The architects of the Renaissance, although sometimes less interested in structural virtuosity, were equally versed in construction. In his famous treatise On the Art of Building in Ten Books, Leon Battista Alberti devoted one entire book to the subject, and another to “Public Works,” that is roads, bridges, underground drains, and fortifications, which were all among the work undertaken by architects. The union of architecture and engineering continued for centuries. Christopher Wren designed and built the ingenious triple dome of St. Paul’s Cathedral in London, and a hundred years later, Thomas Ustick Walter designed the immense dome of the Capitol in Washington, D.C., whose form was modeled on St. Peter’s in Rome although it was built of cast iron.

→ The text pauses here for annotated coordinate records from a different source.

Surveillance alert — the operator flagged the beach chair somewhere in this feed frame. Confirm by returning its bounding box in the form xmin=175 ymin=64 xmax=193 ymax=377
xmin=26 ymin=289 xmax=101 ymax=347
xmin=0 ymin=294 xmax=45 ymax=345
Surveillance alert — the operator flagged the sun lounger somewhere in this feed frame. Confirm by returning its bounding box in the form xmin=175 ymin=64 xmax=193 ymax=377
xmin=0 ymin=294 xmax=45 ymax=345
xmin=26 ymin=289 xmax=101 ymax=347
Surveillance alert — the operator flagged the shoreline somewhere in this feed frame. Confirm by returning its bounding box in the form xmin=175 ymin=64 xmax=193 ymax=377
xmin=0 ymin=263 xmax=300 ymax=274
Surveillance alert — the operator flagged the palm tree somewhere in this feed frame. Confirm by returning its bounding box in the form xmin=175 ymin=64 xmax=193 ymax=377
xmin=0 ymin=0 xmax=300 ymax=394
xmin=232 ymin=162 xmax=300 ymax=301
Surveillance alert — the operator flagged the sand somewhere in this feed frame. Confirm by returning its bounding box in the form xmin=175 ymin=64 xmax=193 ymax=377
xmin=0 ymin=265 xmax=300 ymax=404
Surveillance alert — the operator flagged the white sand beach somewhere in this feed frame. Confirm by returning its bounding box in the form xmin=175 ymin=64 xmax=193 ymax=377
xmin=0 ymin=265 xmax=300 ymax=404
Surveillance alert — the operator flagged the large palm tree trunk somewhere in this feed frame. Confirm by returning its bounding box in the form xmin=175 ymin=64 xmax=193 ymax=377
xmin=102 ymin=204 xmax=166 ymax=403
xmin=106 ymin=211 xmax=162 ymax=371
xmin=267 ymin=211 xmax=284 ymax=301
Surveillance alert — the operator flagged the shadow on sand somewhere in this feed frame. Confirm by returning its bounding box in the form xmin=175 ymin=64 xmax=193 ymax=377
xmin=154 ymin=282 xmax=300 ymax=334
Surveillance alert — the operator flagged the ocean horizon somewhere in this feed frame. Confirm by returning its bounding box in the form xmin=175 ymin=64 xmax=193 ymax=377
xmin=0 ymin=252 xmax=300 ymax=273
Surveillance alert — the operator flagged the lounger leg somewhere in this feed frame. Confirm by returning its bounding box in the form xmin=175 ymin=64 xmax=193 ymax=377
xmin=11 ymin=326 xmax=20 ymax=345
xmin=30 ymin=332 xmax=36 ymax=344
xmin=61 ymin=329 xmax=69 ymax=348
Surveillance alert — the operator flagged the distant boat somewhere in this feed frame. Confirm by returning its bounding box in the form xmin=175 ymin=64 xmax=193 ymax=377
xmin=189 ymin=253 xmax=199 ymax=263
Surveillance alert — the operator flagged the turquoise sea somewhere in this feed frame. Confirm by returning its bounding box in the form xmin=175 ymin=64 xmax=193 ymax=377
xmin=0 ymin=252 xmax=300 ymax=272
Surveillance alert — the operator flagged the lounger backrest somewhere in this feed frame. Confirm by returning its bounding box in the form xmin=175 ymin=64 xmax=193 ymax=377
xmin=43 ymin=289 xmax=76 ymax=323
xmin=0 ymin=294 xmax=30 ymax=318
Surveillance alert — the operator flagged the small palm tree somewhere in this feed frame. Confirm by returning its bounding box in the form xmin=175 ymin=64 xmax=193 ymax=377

The material that brought about a major change in the relationship between architecture and engineering was reinforced concrete. Concrete had been known for centuries—the Romans used pozzolana, a natural mixture of volcanic silica, lime, and fired rubble, as cement mortar and concrete. The manufacture of artificial cement (“Portland cement”) was introduced in Britain in the mid-nineteenth century. In the late 1800s three French inventor-builders, Joseph Monier, Edmond Coignet, and François Hennebique, independently discovered that concrete—strong when compressed but weak when stretched or bent—could be reinforced with iron and steel bars. The result, which combined the compressive strength of concrete with the tensile strength of steel, was fireproof, relatively cheap, and could be cast in a variety of shapes.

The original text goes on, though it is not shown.